The athletes that dominate the leaderboards in this edition will have a shot at qualification for a spot at the 2025 Special Olympics World Winter Games in Turin, Italy. This is an incredible opportunity for any competitor at this level. However, to get there, they must first win it all in a city that isn’t a stranger to the Olympic games. Dommett told the Calgary Herald that the rich Calgarian Olympic legacy will be one of the event’s themes.
“We will be doing some special medal ceremony presentations in collaboration with Chinook Blast that will take place downtown at Olympic Plaza, that legacy venue from 1988 that was built intentionally for medal presentations,” she said. “We are so excited to offer that experience to our athletes.”
The event is expected to bring $10.7 million into Calgary making a considerable impact on the city both culturally and financially. Beyond this projection, TC Energy and the Flames Foundation have both signed in as sponsors for this edition of the games. TC Energy president and CEO, Francois Poirier said that it was an honour to be serving as the games’ co-chair, alongside Cheryl Bernard, the renowned Olympic curler.

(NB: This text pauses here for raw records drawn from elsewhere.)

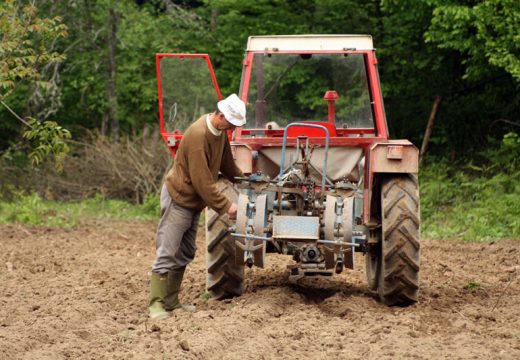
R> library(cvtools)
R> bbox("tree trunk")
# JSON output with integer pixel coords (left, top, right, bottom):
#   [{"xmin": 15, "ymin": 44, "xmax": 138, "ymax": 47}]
[
  {"xmin": 107, "ymin": 8, "xmax": 119, "ymax": 142},
  {"xmin": 419, "ymin": 95, "xmax": 442, "ymax": 164}
]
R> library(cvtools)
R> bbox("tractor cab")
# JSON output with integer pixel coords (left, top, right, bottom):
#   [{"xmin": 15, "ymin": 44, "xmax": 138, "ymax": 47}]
[{"xmin": 156, "ymin": 35, "xmax": 419, "ymax": 305}]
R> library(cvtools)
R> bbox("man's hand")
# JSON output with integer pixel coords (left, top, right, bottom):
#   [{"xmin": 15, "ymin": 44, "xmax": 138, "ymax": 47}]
[{"xmin": 228, "ymin": 203, "xmax": 238, "ymax": 220}]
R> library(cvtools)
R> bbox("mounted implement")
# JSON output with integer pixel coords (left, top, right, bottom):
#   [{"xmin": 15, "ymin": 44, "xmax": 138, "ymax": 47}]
[{"xmin": 157, "ymin": 35, "xmax": 420, "ymax": 305}]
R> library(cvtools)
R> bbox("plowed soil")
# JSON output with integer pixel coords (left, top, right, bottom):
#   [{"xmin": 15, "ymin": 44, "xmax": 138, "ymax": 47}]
[{"xmin": 0, "ymin": 222, "xmax": 520, "ymax": 359}]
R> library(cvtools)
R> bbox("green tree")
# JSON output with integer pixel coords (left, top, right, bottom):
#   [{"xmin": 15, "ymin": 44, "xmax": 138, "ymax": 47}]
[
  {"xmin": 426, "ymin": 0, "xmax": 520, "ymax": 82},
  {"xmin": 0, "ymin": 0, "xmax": 70, "ymax": 170}
]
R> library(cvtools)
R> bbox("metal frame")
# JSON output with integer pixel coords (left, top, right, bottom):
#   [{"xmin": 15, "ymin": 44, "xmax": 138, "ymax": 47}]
[
  {"xmin": 155, "ymin": 54, "xmax": 222, "ymax": 157},
  {"xmin": 156, "ymin": 45, "xmax": 396, "ymax": 223}
]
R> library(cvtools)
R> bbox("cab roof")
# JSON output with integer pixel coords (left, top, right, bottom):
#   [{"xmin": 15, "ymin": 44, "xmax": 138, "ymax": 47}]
[{"xmin": 247, "ymin": 35, "xmax": 374, "ymax": 51}]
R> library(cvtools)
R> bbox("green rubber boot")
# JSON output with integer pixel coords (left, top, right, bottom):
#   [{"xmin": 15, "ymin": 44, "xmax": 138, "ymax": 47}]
[
  {"xmin": 148, "ymin": 272, "xmax": 169, "ymax": 320},
  {"xmin": 164, "ymin": 270, "xmax": 195, "ymax": 311}
]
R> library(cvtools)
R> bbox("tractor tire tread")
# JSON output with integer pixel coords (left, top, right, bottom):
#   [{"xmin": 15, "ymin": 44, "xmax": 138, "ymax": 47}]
[
  {"xmin": 206, "ymin": 179, "xmax": 244, "ymax": 300},
  {"xmin": 378, "ymin": 174, "xmax": 420, "ymax": 306}
]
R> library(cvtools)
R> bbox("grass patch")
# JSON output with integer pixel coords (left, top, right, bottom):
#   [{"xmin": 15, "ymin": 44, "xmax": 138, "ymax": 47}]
[
  {"xmin": 420, "ymin": 162, "xmax": 520, "ymax": 241},
  {"xmin": 0, "ymin": 194, "xmax": 159, "ymax": 228}
]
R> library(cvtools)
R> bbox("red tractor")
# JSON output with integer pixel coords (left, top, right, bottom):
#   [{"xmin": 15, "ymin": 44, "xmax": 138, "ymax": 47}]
[{"xmin": 156, "ymin": 35, "xmax": 420, "ymax": 305}]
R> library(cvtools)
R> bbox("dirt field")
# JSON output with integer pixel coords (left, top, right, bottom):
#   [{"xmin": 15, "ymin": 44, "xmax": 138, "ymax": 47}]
[{"xmin": 0, "ymin": 222, "xmax": 520, "ymax": 359}]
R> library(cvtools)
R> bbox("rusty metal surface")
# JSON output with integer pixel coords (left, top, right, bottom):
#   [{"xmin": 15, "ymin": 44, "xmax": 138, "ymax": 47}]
[
  {"xmin": 231, "ymin": 142, "xmax": 253, "ymax": 174},
  {"xmin": 341, "ymin": 197, "xmax": 354, "ymax": 269},
  {"xmin": 253, "ymin": 194, "xmax": 267, "ymax": 268},
  {"xmin": 273, "ymin": 216, "xmax": 320, "ymax": 240},
  {"xmin": 323, "ymin": 195, "xmax": 336, "ymax": 269},
  {"xmin": 370, "ymin": 140, "xmax": 419, "ymax": 173}
]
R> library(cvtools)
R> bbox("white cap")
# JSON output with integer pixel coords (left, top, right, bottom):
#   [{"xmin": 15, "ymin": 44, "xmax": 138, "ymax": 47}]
[{"xmin": 217, "ymin": 94, "xmax": 246, "ymax": 126}]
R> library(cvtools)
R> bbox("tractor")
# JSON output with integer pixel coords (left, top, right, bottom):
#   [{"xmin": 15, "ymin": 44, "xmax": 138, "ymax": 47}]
[{"xmin": 156, "ymin": 35, "xmax": 420, "ymax": 306}]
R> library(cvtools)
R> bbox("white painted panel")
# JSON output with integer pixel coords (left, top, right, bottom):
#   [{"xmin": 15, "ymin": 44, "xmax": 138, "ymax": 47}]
[{"xmin": 247, "ymin": 35, "xmax": 374, "ymax": 51}]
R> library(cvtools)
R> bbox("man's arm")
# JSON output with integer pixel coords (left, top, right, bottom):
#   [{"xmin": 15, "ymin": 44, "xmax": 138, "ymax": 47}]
[
  {"xmin": 188, "ymin": 149, "xmax": 232, "ymax": 215},
  {"xmin": 220, "ymin": 140, "xmax": 244, "ymax": 182}
]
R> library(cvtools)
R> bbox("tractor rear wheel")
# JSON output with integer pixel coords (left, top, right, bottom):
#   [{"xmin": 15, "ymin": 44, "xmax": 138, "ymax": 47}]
[
  {"xmin": 378, "ymin": 174, "xmax": 420, "ymax": 306},
  {"xmin": 206, "ymin": 179, "xmax": 244, "ymax": 300}
]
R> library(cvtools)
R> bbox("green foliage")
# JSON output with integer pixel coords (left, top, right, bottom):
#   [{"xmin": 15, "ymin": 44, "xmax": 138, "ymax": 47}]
[
  {"xmin": 425, "ymin": 0, "xmax": 520, "ymax": 82},
  {"xmin": 23, "ymin": 119, "xmax": 71, "ymax": 172},
  {"xmin": 0, "ymin": 193, "xmax": 159, "ymax": 228},
  {"xmin": 0, "ymin": 0, "xmax": 67, "ymax": 100},
  {"xmin": 420, "ymin": 134, "xmax": 520, "ymax": 240}
]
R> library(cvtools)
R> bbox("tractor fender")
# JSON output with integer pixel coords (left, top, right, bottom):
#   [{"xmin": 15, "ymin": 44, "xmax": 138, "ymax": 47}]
[
  {"xmin": 369, "ymin": 140, "xmax": 419, "ymax": 174},
  {"xmin": 363, "ymin": 140, "xmax": 419, "ymax": 224}
]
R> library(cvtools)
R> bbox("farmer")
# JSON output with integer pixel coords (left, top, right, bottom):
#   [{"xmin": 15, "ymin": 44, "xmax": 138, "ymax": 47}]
[{"xmin": 149, "ymin": 94, "xmax": 246, "ymax": 319}]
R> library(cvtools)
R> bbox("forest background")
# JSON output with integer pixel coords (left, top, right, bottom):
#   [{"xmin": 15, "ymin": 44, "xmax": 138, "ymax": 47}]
[{"xmin": 0, "ymin": 0, "xmax": 520, "ymax": 240}]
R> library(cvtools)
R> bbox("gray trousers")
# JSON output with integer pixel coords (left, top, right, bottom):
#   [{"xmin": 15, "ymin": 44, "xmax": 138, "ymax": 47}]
[{"xmin": 152, "ymin": 185, "xmax": 200, "ymax": 274}]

“Not only am I honoured to be serving as co-chair of the Special Olympics Canada Winter Games Calgary 2024 along with Cheryl Bernard — a great leader and advocate for the benefits of sport — but I’m also proud that TC Energy and our incredible employees are supporting the games through sponsorship of the Volunteer Program. We are united in our belief that everyone deserves the opportunity to participate in sports. Together, we are committed to making these games a memorable and impactful experience for all involved,” said Poirier in the press release.
Bernard went on to say that the sponsorship money is going to be put to good use as a stream to directly make sure that the operations for the games run smoothly, as well as to insure the proper spending for the legacy program.
“I’ve lived in this city my entire life and what I have witnessed is people that step up,” said Bernard in the press release. “They step up when it matters most. They sponsor, they donate their time, they volunteer, and all of that creates magical events as most of us have seen.”
Dommett is truly excited to be a part of such a great and rich Special Olympic history. She highlights the importance of an event of this magnitude in an athletes’ lives.
“By removing barriers to allow them to compete at their highest level, you truly get a front-row seat to humanity,” said Dommett. “You will have that front-row ticket to watch some of the most magical moments of sport unfold right in front of your eyes. And I promise you, having been part of a few of these, there’s nothing that compares.”
This event will truly be a test of our adaptability in facing COVID and a display of community values and fellowship, showing just how well Calgary can unite to provide the conditions for it to thrive and develop.